The electric kettle is going, and even my cat looks tired.
"Get the water as hot as you can," my dad said.
Soaking a washcloth in hot water and draping it across your face is one of my father's remedies for congestion.
He was a Special Forces medic in Vietnam, so that fact, coupled with my unyielding admiration for him as a human being, makes his medical advice hold more weight in my book, even if it's simple or folksy.
I'm breathing clearly now, thanks to the Sudafed, the kind you have to show your drivers license to obtain, the good stuff; but the pain in the left side of my face is drumming, constant, and overpowering my fatigue, that for once is coming at the right time.
I massage my face, I drape the towel, I ice it, nothing works.
I'm watching a show on Netflix, "House of Cards."
I read a tweet from a stripper in Philly that it'll really get you in your money-making, take-no-prisoners zone.
I still can't figure out how this show could be advantageous for me at work.
I need to watch "Wolf of Wall Street" again, be reminded of how to be a ruthless salesperson.
I don't know if I'm burning out, not adjusting well to the new club, or simply not handling the fact that I just went through January, the hardest month of the year for sales.
I'm in a slump. This has been a brutally cold, snow-filled month.
I want out. I want out of dancing, and out of this state.
My face hurts so much, it's distracting. When the pain goes into my teeth, it reminds me, terrifies me. It reminds me of when I had trigeminal neuralgia, a rare nerve disorder that I learned from Wikipedia is nicknamed "the suicide disease" because it's so excruciating lots of people kill themselves before they find relief. It went undiagnosed for months and months, getting worse and worse. That time in my life, screaming on my studio apartment floor downtown, screaming until I passed out, fantasizing about knocking my teeth out with a hammer because maybe that would fix it, made me realize I could definitely deliver a child without drugs. Famous last words, right? But no for real, that shit fucking sucked. The neurologist who finally figured out my problem gave me Dilaudid and Klonopin. I knew Dilaudid was serious shit, because that's what was being administered to my brother through a drip when he was dying of cancer.
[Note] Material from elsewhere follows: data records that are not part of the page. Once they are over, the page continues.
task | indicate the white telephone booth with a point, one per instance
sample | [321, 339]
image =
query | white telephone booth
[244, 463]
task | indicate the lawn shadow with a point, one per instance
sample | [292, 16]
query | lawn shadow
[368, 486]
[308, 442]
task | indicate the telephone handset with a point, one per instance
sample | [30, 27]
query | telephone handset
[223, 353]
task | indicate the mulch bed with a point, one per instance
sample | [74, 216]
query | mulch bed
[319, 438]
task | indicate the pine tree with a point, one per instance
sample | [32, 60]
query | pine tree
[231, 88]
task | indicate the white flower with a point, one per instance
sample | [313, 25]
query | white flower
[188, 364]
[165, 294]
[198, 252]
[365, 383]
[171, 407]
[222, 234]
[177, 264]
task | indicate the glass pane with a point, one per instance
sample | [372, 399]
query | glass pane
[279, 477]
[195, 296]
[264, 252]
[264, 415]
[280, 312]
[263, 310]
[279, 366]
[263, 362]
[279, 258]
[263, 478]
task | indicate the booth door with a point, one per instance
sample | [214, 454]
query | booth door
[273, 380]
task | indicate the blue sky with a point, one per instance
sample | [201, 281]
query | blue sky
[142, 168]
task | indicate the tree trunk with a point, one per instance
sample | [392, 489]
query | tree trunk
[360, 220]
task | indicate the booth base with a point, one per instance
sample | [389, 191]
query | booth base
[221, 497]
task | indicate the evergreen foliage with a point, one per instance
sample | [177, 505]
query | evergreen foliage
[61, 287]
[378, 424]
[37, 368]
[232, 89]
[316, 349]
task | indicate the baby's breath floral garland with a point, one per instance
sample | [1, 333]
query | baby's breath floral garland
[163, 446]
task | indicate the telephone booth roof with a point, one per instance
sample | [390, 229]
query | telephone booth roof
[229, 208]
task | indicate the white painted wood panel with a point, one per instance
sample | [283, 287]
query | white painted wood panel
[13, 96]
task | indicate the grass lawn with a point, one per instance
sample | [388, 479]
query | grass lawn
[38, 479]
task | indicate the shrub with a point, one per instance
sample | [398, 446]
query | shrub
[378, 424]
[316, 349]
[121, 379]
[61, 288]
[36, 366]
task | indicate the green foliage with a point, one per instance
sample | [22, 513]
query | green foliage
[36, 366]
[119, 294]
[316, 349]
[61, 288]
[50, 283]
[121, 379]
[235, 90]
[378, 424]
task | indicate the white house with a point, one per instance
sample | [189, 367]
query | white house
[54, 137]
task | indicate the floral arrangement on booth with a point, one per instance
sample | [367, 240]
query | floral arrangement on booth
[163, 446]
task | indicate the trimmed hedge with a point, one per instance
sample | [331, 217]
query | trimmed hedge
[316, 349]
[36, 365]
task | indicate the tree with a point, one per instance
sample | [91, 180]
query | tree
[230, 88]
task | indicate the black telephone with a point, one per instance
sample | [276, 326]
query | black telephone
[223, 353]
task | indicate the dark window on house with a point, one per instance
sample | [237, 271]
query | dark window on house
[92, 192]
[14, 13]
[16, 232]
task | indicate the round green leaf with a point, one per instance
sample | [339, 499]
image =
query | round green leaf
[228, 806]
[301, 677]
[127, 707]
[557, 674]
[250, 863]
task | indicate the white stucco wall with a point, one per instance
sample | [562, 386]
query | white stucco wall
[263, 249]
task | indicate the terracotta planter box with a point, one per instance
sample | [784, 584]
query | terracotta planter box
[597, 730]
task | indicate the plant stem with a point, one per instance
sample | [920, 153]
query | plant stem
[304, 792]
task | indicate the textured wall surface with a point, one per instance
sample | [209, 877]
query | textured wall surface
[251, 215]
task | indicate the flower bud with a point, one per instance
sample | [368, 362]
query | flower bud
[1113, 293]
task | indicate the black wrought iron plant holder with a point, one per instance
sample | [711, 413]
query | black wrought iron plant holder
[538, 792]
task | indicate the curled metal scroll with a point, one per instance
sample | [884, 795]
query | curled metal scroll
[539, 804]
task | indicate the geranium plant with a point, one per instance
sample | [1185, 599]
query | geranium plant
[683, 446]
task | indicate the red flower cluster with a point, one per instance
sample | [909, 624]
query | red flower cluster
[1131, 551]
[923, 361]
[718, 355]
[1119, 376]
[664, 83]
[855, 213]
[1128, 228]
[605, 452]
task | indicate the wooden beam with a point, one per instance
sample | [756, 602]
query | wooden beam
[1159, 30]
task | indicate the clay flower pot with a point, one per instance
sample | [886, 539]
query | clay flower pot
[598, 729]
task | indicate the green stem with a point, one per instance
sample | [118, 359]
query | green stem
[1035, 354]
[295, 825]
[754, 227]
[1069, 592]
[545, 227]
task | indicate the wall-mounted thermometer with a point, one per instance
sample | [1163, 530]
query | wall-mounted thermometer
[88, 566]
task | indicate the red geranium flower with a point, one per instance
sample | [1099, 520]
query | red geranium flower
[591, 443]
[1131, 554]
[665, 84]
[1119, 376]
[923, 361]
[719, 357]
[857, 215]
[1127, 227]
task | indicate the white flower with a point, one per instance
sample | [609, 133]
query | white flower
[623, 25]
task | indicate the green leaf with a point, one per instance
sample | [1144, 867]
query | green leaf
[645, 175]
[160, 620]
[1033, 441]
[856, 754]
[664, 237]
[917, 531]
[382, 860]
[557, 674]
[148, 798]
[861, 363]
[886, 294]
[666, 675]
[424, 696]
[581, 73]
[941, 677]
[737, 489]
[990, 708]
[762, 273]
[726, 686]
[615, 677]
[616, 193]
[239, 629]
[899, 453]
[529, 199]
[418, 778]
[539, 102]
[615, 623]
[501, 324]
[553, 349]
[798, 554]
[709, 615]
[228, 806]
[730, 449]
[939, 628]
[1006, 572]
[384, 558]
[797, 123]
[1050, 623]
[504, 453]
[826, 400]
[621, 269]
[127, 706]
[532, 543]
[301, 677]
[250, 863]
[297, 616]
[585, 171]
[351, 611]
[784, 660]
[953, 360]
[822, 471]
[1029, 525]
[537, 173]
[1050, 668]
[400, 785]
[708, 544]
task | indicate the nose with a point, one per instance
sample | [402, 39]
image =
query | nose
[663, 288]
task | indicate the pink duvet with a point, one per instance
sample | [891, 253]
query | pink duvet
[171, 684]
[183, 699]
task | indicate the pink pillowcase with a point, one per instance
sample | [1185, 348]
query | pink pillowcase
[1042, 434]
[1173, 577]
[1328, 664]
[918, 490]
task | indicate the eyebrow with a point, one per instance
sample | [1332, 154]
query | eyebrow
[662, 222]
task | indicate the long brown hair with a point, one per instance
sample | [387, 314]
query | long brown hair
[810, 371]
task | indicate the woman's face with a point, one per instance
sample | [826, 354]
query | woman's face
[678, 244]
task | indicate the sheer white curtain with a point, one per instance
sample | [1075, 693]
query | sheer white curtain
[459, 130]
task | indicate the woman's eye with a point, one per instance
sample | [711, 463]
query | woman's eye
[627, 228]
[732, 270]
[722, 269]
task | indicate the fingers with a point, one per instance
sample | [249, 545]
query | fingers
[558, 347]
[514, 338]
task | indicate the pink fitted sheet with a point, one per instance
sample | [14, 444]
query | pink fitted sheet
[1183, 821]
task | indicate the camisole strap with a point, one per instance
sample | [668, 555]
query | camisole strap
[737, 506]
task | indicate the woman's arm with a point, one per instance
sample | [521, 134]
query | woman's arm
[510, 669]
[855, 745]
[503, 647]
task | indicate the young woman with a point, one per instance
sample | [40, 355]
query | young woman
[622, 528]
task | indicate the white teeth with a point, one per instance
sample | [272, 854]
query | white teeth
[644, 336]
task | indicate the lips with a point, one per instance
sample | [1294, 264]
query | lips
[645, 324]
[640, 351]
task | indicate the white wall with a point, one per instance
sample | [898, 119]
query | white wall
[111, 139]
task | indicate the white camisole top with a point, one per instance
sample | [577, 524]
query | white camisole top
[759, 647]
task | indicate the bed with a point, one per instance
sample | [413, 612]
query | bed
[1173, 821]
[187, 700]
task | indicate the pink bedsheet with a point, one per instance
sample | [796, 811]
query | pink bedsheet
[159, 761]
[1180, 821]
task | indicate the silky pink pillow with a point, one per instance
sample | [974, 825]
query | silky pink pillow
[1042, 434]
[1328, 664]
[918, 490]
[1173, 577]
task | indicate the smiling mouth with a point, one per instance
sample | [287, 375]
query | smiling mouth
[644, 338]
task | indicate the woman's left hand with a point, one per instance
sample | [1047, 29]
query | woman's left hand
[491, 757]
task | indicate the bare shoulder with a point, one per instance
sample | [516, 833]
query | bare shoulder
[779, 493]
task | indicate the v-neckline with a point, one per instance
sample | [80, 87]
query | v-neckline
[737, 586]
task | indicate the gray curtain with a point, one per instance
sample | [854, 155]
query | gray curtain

The Klonopin was so I didn't have seizures.
That was a messy time, a blurry time.
I think the most often times one has conversations they remember, or conversations that lead to kisses they don't forget, is on the floor.
I've lived through a lot of things. Much more than I will list here.
My cat Amadeus is sleeping next to my leg while my "Cold Season" Yogi brand tea cools in the other room. He was sleeping on my belly earlier. I'm convinced he knows I don't feel well.
Amadeus is a big cat, and he whines all the time, because he used to have a backyard with woods to run and play and hunt in. Now he's just stuck in this apartment, and can't go outside. I wish he knew how much I empathize with his plight.
I have wanderlust as well.
I hope to return to being an ESL teacher in another country this fall, but this time I'll bring one pair of stripper shoes with me, because I didn't last time, and I missed it.
Dancing, the lifestyle, the money, the women, the stories, the friendships, the betrayals, everything I've learned, it's all with me and it will stay with me always.